TCP_NODELAY is critical to this working at all - how can it be ignored like this (else)? Further is it not defined in unix systems in netinet/tcp.h? which is not included anywhere???  I'm going to assume prissis linux server is not setting this and hence delaying the sending...

jamespetts

Is this a problem that has been around for a while, or is this new on the nightlies? I know that some people have reported it, or, at least, something like it, in respect of Experimental in the past, and I was wondering whether I ought to incorporate this fix into the current stable branch of Experimental or whether it will only be needed when I merge up to 112.0.
Download Simutrans-Extended.

Want to help with development? See here for things to do for coding, and here for information on how to make graphics/objects.

Follow Simutrans-Extended on Facebook.

prissi

#9
The server was indeed compiled without it. The switch is a little box without any diagnostics apart from flickering LEDs. The documentation on it read that it should not be set but for very special circumstances. MAybe running a server is one ;)

But the way the power to the server might be cutted on the 21st.

COmmitted my patch with Dawchs addition of setting text dirty in remove_selection()


TurfIt

To prevent another silent reversion with TCP_NODELAY, I've added a #warning. Also forced its use when compiled with COLOUR_DEPTH=0 for dedicated server; It's absolutely required for any server...

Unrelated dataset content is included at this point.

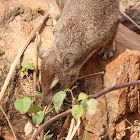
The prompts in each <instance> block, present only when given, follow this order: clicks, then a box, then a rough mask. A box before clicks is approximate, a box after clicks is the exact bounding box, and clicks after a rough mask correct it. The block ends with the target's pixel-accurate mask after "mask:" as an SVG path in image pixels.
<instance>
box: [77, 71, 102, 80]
mask: <svg viewBox="0 0 140 140" xmlns="http://www.w3.org/2000/svg"><path fill="white" fill-rule="evenodd" d="M104 73H105V72H104V71H101V72H97V73H93V74H89V75H84V76H80V77H78V78H77V79H76V80H80V79H84V78H87V77H91V76H96V75H99V74H104Z"/></svg>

@jamespetts - both issues have been around a while. I see you've merged the txtinput fix, but missed the tcp.h one. Fine as long as your server isn't running Linux...


jamespetts

Hmm - my server does run Linux. The only relevant change that has made it to Github so far is adding the following line to network.h:


# include <netinet/typ.h>


I assume that there is another change that you pushed to the SVN recently? What is the effect of not including this for a Linux server?
Download Simutrans-Extended.

Want to help with development? See here for things to do for coding, and here for information on how to make graphics/objects.

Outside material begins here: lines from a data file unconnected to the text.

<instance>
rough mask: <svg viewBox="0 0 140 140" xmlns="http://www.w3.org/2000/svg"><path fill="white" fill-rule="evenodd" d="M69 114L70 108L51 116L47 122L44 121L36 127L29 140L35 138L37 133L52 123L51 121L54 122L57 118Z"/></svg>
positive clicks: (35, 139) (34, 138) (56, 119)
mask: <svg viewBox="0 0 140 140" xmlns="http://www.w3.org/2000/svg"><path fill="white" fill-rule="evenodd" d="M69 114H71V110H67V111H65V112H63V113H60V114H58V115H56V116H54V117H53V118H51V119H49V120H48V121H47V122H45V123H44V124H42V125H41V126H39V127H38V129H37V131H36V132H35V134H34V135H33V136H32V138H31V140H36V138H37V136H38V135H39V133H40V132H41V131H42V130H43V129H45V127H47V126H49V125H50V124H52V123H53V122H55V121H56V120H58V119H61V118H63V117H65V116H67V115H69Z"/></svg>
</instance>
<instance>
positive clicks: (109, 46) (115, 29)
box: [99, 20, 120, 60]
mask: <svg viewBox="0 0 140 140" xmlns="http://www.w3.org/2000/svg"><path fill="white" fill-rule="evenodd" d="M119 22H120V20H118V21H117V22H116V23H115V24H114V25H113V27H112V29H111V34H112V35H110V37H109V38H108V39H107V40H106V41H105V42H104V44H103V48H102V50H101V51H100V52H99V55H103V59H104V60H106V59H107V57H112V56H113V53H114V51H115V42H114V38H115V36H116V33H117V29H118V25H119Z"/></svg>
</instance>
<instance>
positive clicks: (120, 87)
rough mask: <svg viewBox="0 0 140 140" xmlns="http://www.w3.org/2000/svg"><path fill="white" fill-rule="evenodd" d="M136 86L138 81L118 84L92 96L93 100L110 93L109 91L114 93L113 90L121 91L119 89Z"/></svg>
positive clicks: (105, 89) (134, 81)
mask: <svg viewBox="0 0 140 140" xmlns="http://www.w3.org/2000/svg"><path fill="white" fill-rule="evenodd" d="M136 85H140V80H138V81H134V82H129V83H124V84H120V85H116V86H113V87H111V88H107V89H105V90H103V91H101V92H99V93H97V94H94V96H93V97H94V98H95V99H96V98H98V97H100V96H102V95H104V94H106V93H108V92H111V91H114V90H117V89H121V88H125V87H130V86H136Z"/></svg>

Follow Simutrans-Extended on Facebook.

TurfIt

#12
if tcp.h is not included - TCP_NODELAY is not set which causes the server to delay sending small packets (commands) which cause clients to lose sync (execute in past) - search tcp nagle.

Also, r6201 causes me crashes as soon as a dialog containing a txtinput is displayed. Tracking it down...EDIT: bad header dependencies... clean build ok.

Ters

It almost sounds like you shouldn't be using TCP at all.

Dwachs

Any suggestions, which protocol to use instead of TCP ?

TCP at least guarantees that all data packets arrive at the client (and are still in the same order as sent by server). These properties are essential for our implementation.


@prissi: why not include netinet/tcp.h ? Is there a type in network.h? typ instead of tcp ???
Parsley, sage, rosemary, and maggikraut.

Ters

The lack of suitable alternatives is the reason for "almost". TCP "guarantees" arrival in order, but says nothing about when. Fast paced games apparently use UDP (or at least they used to), because if a message is late, it doesn't matter anyway. (For messages that are important, I've heard that some use an additional TCP socket, while others build a simple layer on top of UDP.) Simutrans seems to strive for a middle ground I don't know if exists.